A1:CIMは生産性向上に大きく貢献するツールですが、導入するだけで自動的に成果が出るわけではありません。導入目的を明確にし、既存の業務プロセス全体を見直すとともに、継続的な人材育成を行うことが成功の鍵となります。ツールを「使うこと」が目的になるのではなく、ツールを使って「何を解決したいか」を常に意識することが重要です。

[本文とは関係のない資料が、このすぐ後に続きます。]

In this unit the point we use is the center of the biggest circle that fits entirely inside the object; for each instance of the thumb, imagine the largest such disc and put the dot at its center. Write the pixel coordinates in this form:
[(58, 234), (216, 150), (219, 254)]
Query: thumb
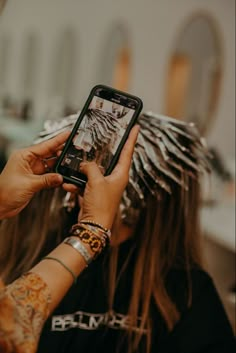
[(47, 181)]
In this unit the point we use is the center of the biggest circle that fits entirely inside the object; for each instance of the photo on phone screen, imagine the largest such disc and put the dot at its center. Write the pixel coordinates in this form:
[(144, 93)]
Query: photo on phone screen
[(100, 132)]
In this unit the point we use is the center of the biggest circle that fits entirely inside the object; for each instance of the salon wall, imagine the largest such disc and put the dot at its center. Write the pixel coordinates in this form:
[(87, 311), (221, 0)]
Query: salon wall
[(152, 26)]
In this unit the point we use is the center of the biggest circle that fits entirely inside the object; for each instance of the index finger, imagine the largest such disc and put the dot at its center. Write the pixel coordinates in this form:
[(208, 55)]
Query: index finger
[(50, 147)]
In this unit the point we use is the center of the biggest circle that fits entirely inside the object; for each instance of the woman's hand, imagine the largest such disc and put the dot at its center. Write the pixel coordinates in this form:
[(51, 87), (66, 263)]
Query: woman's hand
[(102, 195), (25, 174)]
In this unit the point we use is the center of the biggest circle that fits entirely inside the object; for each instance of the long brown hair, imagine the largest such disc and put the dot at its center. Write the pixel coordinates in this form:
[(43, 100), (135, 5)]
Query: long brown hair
[(166, 237)]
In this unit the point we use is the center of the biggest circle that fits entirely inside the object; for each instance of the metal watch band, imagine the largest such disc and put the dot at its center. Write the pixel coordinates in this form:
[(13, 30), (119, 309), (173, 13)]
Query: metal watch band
[(77, 245)]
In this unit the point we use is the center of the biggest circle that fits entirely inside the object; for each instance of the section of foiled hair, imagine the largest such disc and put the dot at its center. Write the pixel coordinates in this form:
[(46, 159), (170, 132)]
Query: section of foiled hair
[(166, 149)]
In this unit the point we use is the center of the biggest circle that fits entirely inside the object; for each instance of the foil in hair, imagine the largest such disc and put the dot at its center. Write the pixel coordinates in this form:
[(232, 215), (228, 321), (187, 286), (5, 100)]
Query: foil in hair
[(165, 151)]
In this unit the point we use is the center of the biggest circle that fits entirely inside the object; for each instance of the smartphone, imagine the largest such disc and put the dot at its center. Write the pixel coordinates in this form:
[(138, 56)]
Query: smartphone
[(99, 133)]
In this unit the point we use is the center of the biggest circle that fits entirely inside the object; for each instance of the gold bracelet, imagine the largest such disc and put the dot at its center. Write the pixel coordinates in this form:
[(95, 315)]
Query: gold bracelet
[(97, 231), (96, 243), (63, 264), (93, 223)]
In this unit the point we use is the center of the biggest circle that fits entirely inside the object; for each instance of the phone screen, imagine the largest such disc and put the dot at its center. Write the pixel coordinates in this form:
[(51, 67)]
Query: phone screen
[(100, 132)]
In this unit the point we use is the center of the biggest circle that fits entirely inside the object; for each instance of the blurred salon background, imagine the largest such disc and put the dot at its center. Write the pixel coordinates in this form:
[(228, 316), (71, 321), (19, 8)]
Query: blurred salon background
[(177, 55)]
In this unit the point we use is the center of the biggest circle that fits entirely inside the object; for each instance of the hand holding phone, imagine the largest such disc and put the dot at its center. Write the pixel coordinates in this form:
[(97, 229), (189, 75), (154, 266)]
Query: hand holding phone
[(99, 133)]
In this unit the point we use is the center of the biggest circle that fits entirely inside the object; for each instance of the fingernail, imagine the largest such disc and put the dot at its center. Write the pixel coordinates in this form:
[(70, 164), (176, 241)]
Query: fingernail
[(57, 180)]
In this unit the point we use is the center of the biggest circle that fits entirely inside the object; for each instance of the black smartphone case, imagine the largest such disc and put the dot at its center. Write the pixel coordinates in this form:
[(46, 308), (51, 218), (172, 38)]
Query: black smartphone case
[(82, 182)]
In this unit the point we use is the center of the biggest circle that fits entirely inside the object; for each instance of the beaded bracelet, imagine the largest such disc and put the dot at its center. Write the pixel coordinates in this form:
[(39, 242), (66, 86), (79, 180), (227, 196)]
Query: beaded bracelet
[(96, 243), (93, 223), (96, 231)]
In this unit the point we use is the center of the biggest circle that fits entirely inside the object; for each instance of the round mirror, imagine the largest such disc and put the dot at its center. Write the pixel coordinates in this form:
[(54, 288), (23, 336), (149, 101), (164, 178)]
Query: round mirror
[(116, 59), (194, 73)]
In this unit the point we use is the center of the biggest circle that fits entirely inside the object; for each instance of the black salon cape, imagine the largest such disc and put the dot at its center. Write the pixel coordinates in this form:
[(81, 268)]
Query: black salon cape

Q2:中小企業でもCIMを導入することは可能ですか?
A2:可能です。近年は、比較的手頃な価格のソフトウェアや、初期投資を抑えられるクラウド型のサービスも増えており、中小企業にとっての導入ハードルは下がりつつあります。国や自治体の補助金を活用したり、複数の企業で共同投資を行ったり、必要な時だけ利用できるリースなどを活用し、スモールスタートで始めることも有効です。
Q3:CIMを学ぶにはどうすればよいですか?
A3:学習方法は多岐にわたります。各ソフトウェアベンダーが提供する公式の研修やセミナー、オンライン講座などが充実しています。また、関連書籍や国土交通省が公開しているマニュアル、各種ガイドラインも学習の助けになります。まずは基本的な知識を身につけ、実際にソフトウェアの体験版などを操作してみることをお勧めします。